While home prices across the Greater Toronto Area continued their downward descent in the fourth quarter of 2022, prices of condominium apartments in the region remained resilient.

According to the Toronto Regional Real Estate Board's (TRREB) latest condo market report, the average selling price in Q4 2022 was $710,520, a hair above the Q4 2021 average of $710,246. A similar trend played out on a local level, with prices in nearly every municipality remaining relatively flat compared to a year ago.

Price differences of less than $3K were seen in the City of Toronto, Peel Region, and York Region. Halton Region and Durham Region experienced larger discrepancies -- prices jumped nearly $30K in the former, but were down by more than $13K in the latter.

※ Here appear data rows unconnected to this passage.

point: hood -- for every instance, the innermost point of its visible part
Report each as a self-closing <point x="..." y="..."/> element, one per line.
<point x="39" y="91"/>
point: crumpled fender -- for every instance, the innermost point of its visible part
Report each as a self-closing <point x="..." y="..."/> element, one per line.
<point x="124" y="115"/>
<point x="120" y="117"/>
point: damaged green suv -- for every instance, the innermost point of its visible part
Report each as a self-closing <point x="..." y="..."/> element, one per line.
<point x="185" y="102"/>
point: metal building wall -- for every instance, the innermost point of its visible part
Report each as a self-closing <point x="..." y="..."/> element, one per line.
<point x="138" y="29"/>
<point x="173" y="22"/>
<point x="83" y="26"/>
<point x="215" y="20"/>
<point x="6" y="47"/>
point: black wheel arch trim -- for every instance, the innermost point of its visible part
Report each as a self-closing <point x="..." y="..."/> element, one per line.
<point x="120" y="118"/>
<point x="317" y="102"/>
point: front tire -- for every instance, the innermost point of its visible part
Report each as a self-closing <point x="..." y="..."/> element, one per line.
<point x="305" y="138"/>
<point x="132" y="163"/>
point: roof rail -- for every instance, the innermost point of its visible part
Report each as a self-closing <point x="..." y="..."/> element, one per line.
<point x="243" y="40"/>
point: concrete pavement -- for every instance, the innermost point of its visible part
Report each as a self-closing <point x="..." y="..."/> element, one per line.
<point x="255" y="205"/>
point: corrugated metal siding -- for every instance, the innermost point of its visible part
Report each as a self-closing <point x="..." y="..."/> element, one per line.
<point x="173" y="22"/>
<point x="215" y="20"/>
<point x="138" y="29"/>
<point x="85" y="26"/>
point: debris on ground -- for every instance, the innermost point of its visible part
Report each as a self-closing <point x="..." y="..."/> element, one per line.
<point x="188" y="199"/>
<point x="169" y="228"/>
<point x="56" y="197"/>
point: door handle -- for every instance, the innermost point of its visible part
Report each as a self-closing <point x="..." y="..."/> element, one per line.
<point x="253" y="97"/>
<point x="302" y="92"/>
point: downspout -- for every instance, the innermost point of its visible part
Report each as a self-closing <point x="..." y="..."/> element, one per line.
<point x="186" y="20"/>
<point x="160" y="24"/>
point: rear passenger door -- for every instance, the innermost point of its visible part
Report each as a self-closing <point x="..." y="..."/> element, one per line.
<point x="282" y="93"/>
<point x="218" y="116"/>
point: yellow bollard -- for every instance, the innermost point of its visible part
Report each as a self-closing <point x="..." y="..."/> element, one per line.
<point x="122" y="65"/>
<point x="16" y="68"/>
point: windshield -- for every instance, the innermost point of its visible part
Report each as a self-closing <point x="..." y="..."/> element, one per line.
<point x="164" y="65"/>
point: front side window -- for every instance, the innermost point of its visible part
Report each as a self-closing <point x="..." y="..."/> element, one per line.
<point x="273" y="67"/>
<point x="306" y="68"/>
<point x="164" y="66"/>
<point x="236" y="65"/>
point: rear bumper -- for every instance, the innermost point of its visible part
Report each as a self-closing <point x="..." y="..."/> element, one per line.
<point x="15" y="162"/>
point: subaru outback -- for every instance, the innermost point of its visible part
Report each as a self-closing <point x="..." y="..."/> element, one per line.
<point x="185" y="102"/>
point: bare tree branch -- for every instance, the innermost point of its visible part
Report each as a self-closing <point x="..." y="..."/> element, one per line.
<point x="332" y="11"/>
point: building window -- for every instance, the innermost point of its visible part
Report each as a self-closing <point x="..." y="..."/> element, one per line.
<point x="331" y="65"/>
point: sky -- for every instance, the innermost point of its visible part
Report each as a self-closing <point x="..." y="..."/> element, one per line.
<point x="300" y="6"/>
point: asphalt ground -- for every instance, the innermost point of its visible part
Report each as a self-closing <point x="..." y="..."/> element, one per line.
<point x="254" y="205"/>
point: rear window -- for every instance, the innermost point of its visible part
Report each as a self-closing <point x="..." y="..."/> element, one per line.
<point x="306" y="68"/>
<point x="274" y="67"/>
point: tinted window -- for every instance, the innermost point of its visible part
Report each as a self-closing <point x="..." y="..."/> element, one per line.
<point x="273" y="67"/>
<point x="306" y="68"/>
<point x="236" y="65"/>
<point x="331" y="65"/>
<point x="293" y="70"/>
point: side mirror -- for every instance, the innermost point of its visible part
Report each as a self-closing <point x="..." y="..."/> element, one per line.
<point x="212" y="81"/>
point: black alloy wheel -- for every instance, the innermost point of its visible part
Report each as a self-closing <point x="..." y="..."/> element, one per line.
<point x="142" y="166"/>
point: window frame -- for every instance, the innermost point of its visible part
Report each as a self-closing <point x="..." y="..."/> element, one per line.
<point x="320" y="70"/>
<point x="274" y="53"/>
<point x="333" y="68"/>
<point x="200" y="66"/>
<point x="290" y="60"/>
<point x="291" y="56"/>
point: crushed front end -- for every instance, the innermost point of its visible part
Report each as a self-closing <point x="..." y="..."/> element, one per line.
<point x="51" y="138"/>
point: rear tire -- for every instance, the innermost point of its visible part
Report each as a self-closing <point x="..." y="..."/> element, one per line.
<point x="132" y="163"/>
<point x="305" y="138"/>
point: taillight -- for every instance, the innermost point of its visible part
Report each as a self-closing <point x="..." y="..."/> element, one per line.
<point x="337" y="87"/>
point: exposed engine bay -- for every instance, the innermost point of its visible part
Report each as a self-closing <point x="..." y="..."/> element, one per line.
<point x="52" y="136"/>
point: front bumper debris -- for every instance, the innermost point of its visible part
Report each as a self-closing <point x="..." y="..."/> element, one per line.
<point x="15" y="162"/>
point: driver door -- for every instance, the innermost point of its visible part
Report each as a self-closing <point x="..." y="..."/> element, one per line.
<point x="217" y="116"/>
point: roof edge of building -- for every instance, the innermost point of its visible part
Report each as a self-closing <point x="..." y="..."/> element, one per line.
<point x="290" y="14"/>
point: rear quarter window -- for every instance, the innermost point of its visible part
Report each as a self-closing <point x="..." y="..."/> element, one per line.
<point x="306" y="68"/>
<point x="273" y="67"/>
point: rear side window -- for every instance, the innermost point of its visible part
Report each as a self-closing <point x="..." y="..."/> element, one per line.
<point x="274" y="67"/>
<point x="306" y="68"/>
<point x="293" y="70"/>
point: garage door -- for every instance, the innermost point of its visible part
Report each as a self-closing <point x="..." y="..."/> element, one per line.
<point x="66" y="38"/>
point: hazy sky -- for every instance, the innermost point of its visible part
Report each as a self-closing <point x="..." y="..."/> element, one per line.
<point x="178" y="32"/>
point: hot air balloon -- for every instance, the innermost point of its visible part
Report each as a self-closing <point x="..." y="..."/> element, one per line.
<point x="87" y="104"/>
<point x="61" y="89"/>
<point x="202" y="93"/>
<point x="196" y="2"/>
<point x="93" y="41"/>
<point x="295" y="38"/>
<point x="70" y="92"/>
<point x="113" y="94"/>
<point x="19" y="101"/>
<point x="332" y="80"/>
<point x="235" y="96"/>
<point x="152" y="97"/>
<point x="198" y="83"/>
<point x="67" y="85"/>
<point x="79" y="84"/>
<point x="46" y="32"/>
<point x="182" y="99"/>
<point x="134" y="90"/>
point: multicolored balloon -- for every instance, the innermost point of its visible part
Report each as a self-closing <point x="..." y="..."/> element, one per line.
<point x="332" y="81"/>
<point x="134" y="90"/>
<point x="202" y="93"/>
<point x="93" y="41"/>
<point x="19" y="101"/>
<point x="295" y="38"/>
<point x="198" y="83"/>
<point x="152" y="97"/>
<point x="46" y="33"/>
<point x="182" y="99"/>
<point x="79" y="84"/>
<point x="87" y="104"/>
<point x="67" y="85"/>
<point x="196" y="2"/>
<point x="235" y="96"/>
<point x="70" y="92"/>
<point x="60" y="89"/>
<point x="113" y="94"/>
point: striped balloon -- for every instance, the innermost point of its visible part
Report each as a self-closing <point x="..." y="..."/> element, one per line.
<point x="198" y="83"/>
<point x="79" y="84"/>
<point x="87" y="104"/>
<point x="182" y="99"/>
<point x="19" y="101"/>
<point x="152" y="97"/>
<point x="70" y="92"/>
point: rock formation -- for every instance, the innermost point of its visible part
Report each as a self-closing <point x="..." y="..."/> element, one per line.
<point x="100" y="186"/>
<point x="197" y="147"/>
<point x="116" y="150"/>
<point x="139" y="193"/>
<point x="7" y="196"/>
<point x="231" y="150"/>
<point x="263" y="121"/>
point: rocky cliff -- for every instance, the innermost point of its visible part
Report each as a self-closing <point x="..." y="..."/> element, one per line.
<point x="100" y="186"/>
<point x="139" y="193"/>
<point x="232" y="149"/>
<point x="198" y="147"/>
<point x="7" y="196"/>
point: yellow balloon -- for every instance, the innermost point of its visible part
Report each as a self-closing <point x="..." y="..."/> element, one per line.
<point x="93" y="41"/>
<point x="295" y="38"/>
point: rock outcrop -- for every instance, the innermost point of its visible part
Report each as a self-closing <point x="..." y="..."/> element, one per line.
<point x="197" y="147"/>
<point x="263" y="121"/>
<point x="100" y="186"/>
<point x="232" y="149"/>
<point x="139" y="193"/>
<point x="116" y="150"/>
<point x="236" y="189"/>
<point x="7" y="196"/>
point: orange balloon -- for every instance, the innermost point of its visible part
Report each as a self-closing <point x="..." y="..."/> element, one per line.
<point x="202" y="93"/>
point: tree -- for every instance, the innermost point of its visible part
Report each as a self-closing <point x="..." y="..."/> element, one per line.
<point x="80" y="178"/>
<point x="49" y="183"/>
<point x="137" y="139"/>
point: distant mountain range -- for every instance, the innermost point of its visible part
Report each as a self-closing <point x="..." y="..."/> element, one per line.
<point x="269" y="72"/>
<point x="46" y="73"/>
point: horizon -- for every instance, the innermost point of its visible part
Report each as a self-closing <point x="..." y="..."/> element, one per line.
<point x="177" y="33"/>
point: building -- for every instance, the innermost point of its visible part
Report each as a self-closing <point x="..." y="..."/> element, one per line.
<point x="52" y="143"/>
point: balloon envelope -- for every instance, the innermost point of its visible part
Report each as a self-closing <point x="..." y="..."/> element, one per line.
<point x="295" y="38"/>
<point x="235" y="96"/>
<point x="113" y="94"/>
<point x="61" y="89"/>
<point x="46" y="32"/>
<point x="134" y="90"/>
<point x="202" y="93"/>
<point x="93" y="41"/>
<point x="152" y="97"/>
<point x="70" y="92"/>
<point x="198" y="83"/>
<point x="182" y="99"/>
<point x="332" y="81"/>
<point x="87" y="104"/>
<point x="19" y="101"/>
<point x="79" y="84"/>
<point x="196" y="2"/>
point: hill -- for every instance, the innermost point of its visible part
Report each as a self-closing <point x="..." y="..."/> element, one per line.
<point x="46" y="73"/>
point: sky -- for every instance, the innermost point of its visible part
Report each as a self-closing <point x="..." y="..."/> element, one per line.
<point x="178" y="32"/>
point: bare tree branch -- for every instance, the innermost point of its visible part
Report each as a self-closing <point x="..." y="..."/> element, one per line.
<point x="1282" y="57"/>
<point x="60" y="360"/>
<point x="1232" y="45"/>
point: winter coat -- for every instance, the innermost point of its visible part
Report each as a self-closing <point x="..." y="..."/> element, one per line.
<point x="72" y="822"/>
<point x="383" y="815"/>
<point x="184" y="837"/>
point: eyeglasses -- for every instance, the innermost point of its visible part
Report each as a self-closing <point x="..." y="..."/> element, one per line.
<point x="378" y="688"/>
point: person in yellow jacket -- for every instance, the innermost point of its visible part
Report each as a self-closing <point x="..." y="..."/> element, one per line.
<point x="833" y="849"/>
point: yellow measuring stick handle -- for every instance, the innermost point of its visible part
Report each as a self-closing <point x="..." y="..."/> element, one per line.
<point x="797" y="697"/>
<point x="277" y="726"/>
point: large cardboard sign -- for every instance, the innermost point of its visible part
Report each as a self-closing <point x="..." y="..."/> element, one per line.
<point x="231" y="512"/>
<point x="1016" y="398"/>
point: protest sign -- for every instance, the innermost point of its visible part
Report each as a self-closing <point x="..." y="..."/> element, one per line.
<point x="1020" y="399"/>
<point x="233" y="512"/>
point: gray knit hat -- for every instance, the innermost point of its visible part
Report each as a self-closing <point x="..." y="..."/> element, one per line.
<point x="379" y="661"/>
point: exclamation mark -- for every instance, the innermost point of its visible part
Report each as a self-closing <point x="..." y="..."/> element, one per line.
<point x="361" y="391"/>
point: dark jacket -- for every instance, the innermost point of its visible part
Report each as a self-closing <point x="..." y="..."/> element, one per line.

"On average, the condo market segment is the most affordable," said TRREB President Paul Baron. "Therefore, it makes sense that we didn't see the same type of price adjustment, in the face of higher borrowing costs, compared to other more expensive segments like detached homes."

Although prices held relatively steady, sales tumbled 54.1% annually; just 3,582 condos changed hands across the GTA in Q4 2022, compared to 7,509 a year prior. New listings were also down year-over-year, albeit by a more muted 14.3%, while active listings shot up by 130.5%.

TRREB Chief Market Analyst Jason Mercer noted that condo apartments remain an "important segment of the market," acting as an entry point for many first-time buyers and serving as a vital source of rental supply across the GTA.

In stark contrast to unwavering sale prices, average condo rents in the GTA skyrocketed in Q4 2022. One-bedroom townhouses saw the largest price increase of all unit types, with rent rising 23.7% year over year to $2,320. One-bedroom apartments saw a 19% increase to $2,503.

The data, courtesy of TRREB's most recent rental market report, shows rent for bachelor apartments rising 20.4% annually in Q4 2022 to $2,072, while rent for two-bedroom apartments jumped 14.1% year over year to $3,178.

Only three-bedroom apartments and townhouses didn't experience double-digit annual rent increases, however, they were still up 6.3% and 9.2%, respectively.

Although the "very strong" rent growth was supported by tight market conditions, the rental market is more balanced than it was a year ago.

Just 8,687 condo apartments were leased across the GTA in Q4 2022, an annual decline of 19.9%, while new listings dropped by 11.8% year over year. As the number of units leased fell further than the number of units listed, TRREB noted that renters likely had more choice than they did in Q4 2021.

Rental demand in 2022 was driven by several key factors, including the Bank of Canada's incessant interest rate hikes, which impacted affordability and kept many would-be homebuyers in the the rental market. Strong population growth spurred by record immigration and job creation also contributed.

As the BoC has raised interest rates once more since the end of 2022 -- the eighth hike in 10 months, bringing the overnight lending rate to 4.5% -- and the Government of Canada plans to welcome 465K new permanent residents in 2023, the aforementioned factors will continue to influence rental demand in the coming year.

"Tight rental market conditions and strong rent increases will be the norm more often than not for the foreseeable future. On one hand, we will continue to experience strong rental demand in the GTA based on solid fundamentals. On the other hand, the persistent supply shortage will continue to result in strong competition between would-be renters, exerting upward pressure on rents," Mercer said.

"The solution is no secret: we need to see new policies pointed on more supply to translate into shovels in the ground for many years to come."

TRREB has urged Toronto City Council to implement a number of changes to the Municipal Land Transfer Tax, which they say would increase the supply of homes for sale — the lack thereof being the biggest source of affordability challenges — while also providing financial relief for homebuyers.